Important because, as diplomacy commentators observe, the US’s relationship with India has much significance for Asia and the world, especially in controlling the devastation caused by Covid-19. India is the fourth partner of the Quad alliance between the US, Japan, and Australia. It is also a long-time ally and trade partner of the US.

“It’s disappointing because at the end of the day, the US, the world’s sole superpower and a country that has finally turned the corner on the pandemic, has a moral obligation to help India,” Michael Kugelman, deputy director of the Asia programme and senior associate for south Asia at the Wilson Center, told Quartz. “That’s the essence of the issue here: Forget about strategic calculations. This is about humanity, pure and simple.”

From the Biden administration’s foreign policy perspective, too, this goes against the spirit of rebuilding ties that were broken under the Donald Trump administration. “Another reason why the administration’s slow response is disappointing is that the Biden White House has vowed to restore alliances, multilateralism, and above all global US leadership. One would expect it, then, to mobilise not only its own support but also that of other countries, and lead a concerted effort to bring assistance to the world’s second-most populous country,” Kugelman added.

And this isn’t just about the raw materials for vaccines, either.

Sharing the vaccine surplus

The US, which was till January the worst Covid-hit country in the world, has also been able to vaccinate a significant proportion of its population. Commentators believe the country has stockpiles of the tens of millions of AstraZeneca vaccine doses that it would never use, which it can share with India in this time of crisis.

Biden was asked about this during a press conference on April 24, and he responded that American interests would need to first be assessed before vaccine aid can be offered. In March, Biden had said that once all Americans are vaccinated, he would share the surplus with the world.

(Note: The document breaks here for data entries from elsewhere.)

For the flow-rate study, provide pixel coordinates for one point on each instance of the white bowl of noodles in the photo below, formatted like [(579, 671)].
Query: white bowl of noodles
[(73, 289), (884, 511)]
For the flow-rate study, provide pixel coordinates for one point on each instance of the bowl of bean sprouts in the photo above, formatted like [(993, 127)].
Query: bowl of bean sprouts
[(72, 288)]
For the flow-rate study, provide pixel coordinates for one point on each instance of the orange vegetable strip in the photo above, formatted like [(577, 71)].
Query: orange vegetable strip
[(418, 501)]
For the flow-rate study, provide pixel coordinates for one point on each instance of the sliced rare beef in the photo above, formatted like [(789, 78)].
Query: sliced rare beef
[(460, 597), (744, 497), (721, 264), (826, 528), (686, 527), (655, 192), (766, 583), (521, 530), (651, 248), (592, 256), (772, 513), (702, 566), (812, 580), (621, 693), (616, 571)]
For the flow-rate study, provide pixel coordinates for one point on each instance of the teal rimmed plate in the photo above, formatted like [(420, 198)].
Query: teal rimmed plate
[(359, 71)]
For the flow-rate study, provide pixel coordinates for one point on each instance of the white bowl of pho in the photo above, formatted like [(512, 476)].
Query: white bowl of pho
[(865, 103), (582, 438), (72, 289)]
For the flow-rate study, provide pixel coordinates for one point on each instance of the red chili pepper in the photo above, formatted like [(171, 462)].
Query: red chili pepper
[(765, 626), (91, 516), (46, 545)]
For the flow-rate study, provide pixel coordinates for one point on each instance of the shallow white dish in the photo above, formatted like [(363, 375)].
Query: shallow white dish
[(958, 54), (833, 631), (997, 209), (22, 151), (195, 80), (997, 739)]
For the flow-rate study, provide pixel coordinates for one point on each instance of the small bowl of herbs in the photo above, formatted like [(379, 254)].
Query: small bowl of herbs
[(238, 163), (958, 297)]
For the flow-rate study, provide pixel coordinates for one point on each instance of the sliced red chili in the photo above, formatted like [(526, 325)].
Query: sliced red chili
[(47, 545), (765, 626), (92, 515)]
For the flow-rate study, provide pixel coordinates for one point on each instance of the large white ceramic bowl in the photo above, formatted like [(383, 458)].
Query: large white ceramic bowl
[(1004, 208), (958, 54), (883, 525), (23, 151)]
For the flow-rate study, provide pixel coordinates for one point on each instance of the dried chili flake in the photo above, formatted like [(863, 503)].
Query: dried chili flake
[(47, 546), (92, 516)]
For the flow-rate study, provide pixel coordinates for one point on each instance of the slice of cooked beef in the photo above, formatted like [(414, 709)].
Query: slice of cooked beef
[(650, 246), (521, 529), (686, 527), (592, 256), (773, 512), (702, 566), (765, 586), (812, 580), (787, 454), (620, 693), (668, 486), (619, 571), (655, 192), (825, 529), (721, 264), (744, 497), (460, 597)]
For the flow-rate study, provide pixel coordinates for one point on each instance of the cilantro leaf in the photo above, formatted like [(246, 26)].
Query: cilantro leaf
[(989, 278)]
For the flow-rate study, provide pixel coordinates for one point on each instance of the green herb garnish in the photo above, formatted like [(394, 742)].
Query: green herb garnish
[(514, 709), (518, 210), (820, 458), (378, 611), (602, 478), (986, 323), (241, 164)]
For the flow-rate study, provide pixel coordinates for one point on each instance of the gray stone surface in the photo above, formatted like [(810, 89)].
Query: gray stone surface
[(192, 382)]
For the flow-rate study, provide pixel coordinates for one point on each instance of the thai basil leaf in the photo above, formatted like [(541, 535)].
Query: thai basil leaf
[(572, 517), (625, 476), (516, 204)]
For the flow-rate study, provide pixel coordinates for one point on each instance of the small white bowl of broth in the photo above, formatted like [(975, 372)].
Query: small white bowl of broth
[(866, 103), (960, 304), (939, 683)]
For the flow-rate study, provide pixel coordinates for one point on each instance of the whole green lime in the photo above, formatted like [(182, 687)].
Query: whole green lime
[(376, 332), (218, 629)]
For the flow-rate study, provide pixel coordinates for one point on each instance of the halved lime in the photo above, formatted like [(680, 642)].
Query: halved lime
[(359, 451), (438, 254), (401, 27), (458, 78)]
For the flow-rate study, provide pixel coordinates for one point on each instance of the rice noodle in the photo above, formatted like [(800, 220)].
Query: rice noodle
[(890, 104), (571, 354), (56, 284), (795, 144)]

Winston Center’s Kugelman also believes that there is a fair degree of caution within the White House. “The administration knows how unpredictable and volatile the pandemic can be, and it doesn’t want to make the mistake of sending supplies abroad and then seeing another dramatic surge. In other words, the administration may want to hold off on quickly exporting supplies as a hedge against the possibility of another health emergency later on,” he said.

But that is still not reason enough for the US’s reticence in offering aid, especially given that India now contributes to nearly 40% of new Covid-19 infections in the world. “There need to be more statements of support. The US Embassy and consulates in India should provide active messaging as well.  And ideally, there should be a call between Biden and Modi,” Kugelman said.

With respect to sending out the right message, US national security advisor Jake Sullivan’s call with his Indian counterpart Ajit Doval is the first step in that direction, even if it comes with a delay that left much of the world wondering.